Stephen Smith, Legal & General’s director of housing said: “Confidence had been relatively stable in the first half of this year but has now taken a small dip. Fewer than half of mortgage advisers that we polled feel that business will get better over the next quarter and 15% now feel it will get worse. This may be as a result of the lack of lending (at reasonable rates and realistic loan-to-values) coming through from banks and building societies despite the Bank of England’s continued programme of quantitative easing. Whatever the case, buyer enquiries do not seem to be translating into mortgage sales for brokers, which means that cashflow is challenged.
“The outlook amongst mortgage brokers for the protection market has been dropping slowly all year. In Q1, 62% of advisers thought that their protection sales would improve over the following three months. This was cut to 56% in Q2 and 49% in Q3. Selling mortgage-related protection remains challenging which is why many advisers have become more involved with family and business protection.
“Looking at mortgage business there seems to be ever-increasing signs of a shift towards house purchase transactions and away from remortgage business.

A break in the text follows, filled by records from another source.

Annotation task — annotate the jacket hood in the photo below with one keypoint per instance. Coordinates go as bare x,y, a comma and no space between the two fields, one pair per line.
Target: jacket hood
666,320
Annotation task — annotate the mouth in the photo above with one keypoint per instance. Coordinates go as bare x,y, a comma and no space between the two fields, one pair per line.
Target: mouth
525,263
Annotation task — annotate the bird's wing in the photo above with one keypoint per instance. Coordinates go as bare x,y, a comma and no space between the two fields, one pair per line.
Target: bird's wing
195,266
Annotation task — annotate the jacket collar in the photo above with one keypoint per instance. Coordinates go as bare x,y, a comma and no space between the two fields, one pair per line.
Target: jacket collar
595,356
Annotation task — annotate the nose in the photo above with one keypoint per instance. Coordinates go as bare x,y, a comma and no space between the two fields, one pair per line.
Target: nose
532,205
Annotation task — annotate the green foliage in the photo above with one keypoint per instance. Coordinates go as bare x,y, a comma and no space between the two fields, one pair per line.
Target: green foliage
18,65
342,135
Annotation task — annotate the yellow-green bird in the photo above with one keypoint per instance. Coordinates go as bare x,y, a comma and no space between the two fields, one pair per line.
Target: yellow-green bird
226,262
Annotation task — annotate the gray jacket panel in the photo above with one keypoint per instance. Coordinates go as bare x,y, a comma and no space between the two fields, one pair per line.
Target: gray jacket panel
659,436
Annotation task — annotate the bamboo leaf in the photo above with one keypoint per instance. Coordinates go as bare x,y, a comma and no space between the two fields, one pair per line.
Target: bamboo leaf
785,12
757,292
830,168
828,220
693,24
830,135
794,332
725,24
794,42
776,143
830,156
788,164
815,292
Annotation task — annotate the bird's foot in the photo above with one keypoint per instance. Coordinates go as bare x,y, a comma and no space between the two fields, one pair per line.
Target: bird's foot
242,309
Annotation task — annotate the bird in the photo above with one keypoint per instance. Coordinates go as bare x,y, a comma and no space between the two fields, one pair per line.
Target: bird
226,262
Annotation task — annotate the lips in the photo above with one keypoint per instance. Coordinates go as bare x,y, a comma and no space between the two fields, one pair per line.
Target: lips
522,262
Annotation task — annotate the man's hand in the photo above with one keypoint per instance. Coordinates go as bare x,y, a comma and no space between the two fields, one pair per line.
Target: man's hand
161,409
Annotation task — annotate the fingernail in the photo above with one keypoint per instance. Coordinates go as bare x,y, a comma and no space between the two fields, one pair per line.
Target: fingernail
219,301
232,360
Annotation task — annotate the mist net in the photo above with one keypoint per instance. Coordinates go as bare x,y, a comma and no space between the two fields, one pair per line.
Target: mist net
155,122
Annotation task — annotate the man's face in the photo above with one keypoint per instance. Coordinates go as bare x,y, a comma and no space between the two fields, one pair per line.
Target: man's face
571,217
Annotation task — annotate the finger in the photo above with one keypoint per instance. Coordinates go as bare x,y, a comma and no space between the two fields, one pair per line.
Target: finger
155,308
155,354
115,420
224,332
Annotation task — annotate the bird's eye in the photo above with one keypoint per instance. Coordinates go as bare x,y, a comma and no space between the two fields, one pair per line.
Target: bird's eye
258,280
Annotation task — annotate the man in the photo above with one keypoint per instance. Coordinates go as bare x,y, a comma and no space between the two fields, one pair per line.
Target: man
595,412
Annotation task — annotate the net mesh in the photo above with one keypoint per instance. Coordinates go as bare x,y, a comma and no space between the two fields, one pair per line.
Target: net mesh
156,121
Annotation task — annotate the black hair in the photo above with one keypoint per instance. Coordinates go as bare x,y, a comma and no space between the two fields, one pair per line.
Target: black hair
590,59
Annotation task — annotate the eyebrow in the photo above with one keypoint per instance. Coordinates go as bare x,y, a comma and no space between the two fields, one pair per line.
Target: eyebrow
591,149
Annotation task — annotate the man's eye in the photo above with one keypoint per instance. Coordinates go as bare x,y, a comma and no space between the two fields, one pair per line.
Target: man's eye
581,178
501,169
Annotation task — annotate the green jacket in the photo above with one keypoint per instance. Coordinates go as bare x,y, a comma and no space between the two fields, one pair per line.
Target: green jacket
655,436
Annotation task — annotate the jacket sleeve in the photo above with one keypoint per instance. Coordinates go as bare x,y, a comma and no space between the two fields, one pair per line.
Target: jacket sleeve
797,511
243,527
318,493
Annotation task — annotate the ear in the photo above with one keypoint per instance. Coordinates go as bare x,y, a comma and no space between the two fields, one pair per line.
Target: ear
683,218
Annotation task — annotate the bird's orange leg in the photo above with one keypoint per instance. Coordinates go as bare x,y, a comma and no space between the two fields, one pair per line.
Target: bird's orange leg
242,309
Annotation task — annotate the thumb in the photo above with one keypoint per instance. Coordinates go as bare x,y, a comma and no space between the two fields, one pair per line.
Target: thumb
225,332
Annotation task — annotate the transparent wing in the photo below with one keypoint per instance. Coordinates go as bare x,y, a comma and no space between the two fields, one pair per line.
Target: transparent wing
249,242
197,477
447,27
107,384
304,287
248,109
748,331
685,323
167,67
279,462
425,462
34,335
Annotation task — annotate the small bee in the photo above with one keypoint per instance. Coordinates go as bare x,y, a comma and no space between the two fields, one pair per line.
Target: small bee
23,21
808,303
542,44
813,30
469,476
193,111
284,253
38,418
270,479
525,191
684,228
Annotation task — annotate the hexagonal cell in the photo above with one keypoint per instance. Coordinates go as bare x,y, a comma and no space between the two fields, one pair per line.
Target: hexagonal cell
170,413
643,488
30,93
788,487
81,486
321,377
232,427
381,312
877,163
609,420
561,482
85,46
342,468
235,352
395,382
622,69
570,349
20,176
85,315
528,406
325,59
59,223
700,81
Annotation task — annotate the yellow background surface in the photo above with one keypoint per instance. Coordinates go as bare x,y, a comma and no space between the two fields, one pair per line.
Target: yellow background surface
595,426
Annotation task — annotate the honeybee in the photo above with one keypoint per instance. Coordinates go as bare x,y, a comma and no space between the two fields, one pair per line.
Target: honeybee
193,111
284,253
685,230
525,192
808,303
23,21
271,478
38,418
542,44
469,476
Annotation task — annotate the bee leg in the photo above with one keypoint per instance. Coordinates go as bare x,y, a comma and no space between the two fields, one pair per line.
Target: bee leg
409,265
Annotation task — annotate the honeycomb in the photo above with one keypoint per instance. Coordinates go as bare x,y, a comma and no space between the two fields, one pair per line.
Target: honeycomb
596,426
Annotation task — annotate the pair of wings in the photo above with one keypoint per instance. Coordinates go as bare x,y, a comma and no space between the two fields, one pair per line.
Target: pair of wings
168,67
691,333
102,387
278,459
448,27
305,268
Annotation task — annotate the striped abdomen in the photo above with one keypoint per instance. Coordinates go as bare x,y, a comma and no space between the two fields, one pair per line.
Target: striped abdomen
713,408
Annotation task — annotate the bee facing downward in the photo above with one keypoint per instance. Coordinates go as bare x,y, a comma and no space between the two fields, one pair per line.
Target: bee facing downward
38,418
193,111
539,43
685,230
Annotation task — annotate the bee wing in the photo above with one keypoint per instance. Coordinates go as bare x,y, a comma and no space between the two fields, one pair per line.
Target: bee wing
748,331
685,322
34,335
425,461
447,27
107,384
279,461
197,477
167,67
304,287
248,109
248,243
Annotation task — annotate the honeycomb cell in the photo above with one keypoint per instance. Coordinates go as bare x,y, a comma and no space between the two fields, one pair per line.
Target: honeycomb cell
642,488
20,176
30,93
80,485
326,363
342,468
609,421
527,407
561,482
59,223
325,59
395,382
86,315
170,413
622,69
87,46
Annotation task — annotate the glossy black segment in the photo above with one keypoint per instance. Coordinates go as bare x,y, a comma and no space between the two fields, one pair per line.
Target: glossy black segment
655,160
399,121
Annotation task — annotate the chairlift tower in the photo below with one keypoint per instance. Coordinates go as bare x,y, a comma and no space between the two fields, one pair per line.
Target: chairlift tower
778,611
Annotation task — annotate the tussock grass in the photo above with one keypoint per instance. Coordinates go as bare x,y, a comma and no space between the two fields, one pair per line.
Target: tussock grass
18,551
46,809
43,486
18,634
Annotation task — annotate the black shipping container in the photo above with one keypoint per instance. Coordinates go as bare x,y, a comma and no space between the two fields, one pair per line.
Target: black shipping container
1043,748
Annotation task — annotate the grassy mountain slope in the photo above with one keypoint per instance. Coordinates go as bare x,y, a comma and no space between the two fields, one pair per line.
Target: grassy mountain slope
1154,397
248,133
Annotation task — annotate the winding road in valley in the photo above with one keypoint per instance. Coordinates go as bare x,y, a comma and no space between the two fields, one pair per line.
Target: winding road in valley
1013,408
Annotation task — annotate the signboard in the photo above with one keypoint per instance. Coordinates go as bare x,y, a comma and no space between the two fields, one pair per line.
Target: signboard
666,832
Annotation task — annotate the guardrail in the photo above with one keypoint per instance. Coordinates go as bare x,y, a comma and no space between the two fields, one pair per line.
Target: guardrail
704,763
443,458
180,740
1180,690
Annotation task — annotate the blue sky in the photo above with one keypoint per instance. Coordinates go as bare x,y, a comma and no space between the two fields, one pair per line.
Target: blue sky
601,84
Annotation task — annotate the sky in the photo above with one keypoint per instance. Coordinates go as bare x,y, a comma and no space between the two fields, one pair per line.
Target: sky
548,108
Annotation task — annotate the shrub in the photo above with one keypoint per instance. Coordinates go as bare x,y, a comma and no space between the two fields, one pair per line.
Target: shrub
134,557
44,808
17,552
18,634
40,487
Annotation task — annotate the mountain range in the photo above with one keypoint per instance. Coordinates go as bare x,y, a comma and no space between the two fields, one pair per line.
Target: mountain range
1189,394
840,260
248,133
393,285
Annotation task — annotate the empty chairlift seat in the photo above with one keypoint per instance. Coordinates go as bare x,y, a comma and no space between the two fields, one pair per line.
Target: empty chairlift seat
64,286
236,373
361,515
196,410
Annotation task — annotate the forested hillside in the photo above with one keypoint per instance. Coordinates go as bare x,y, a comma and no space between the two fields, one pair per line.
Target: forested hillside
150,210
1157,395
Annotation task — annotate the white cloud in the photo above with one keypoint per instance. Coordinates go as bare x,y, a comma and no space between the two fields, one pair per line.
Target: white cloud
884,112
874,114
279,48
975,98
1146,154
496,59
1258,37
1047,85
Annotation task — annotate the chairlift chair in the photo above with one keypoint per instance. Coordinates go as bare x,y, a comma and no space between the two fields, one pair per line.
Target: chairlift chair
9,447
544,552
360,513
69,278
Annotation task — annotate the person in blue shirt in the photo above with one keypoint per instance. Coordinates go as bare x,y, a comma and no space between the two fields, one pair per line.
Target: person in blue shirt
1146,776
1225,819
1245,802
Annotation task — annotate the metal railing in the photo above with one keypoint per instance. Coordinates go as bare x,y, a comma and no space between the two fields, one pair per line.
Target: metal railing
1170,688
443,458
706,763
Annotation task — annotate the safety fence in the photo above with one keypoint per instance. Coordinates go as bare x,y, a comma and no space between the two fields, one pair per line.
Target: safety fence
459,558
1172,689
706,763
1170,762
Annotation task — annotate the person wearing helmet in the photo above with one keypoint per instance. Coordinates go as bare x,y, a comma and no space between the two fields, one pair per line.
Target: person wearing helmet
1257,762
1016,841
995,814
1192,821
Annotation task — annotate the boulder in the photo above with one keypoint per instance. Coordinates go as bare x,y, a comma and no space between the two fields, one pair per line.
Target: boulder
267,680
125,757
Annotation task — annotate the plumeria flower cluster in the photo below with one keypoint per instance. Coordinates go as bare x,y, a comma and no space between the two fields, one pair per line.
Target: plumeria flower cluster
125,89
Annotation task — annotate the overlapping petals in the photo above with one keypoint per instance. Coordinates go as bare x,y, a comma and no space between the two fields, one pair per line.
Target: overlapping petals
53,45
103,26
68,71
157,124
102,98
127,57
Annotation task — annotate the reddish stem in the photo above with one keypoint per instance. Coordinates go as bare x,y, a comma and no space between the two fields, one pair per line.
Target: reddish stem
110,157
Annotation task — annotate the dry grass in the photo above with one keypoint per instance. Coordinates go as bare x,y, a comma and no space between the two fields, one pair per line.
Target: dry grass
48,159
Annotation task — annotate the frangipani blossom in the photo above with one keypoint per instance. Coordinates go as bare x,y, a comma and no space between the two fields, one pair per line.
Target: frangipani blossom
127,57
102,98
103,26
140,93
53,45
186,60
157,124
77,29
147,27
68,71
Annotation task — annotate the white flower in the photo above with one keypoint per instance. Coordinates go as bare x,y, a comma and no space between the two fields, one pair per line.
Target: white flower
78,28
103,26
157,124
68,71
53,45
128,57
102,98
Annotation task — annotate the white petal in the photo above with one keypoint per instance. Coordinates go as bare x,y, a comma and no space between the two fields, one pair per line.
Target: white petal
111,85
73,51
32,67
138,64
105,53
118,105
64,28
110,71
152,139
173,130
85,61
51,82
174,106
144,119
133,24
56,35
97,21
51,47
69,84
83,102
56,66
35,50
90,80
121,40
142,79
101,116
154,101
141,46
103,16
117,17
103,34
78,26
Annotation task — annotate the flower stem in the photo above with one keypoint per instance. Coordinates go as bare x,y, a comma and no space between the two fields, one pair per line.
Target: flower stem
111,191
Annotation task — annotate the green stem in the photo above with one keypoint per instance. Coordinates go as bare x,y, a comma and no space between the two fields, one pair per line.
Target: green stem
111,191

The average broker predicts that house purchase will make up 43% of their overall mortgage business, up from 40% last quarter and the highest figure since we started this report in 2008. The exact opposite is happening with remortgage transactions, which are predicted to drop to 40% from 43%. Similarly, this is the lowest predicted figure for remortgages that we have recorded.
“So it seems the pendulum is swinging towards house purchase business but this will not gather momentum until housing transactions pick up, funded by an improved flow of good mortgage deals from lenders.”